Исида почуяла неладное — бабье сердце, как-никак. А тут еще Сет ей втирает, что защитой будет и порукой. Ну и мужем, раз Озара нет, не ходить же ей до самых седин девой. Соглашается с Сетом царь-девица, только, говорит, найти бы надо тело брата, оплакать и похоронить по-царски да траур год удержать. Лишь исполнив это, она отдастся Сету, чтобы Пахана не прогневить. А Пахан, надо сказать, загибался уже от безделья и скуки — в общем, от невозможности вставиться куда-нибудь.

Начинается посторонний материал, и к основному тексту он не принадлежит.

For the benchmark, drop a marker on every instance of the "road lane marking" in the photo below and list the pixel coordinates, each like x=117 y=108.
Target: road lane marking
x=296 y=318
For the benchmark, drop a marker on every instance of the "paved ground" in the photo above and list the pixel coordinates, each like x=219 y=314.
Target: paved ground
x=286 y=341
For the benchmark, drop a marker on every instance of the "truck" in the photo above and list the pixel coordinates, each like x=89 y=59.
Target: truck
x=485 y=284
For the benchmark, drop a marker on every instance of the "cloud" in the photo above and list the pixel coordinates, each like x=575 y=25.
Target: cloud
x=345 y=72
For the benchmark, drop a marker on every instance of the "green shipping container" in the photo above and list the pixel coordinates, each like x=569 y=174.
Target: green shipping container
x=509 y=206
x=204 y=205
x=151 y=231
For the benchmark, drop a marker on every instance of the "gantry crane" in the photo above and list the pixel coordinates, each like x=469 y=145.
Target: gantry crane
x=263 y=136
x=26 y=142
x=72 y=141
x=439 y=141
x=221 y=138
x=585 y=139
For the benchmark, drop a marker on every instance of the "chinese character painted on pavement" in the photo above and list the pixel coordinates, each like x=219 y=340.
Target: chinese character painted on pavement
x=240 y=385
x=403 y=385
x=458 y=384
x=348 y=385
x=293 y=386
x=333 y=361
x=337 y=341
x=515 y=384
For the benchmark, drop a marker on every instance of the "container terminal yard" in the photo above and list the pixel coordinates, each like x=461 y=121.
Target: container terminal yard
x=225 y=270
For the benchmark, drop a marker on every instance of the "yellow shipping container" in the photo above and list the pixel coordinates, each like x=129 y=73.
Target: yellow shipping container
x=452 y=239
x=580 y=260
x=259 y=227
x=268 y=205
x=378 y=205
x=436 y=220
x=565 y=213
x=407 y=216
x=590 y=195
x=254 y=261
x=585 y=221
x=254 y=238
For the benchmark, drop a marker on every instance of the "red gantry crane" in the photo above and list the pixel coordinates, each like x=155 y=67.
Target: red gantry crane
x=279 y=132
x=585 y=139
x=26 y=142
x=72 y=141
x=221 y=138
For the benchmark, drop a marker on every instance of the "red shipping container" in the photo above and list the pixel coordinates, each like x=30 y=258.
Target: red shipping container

— Не понял, дядь Борь, — бесцеремонно разодрал ткань Платонова мифа Деримович. — Вы же сказали, что Пахан поделился на двух, а теперь он у вас отдельно загибается. Херня получается.
— Она и есть, херня. — Платон поднял глаза на горделиво задравшего подбородок Ромку, который, судя по виду, нисколько не сомневался в том, что поймал на базаре самого мистагога. — Просто ты, жертва марксизма-ленинизма, ее не прорубаешь. Вот учил бы ты сызмальства закон Божжий вместо истории Партии, знал бы, что Богг один, но в трех равноипостасных ликах… — И Платон, упреждая вопрос ученика, поднял вверх палец. — Потому на мелкий развод, как поделиться надвое, оставшись одним, сейчас бы не велся. Сказано, храня единство, сделался двумя, — верь. Усекаешь?
— Усекаю, Платон Азарович, — согласился Ромка сквозь зубы.
— Ну а раз это усекаешь, то и в остальное вопьешься, правда, сосуленок? — с излишней, насторожившей Романа сосальностью, произнес мистагог и нежно потрепал его за верхнюю губу.
— Ну это, Азарыч, может, хватит. У меня и без вашего трепа мозоль уже там.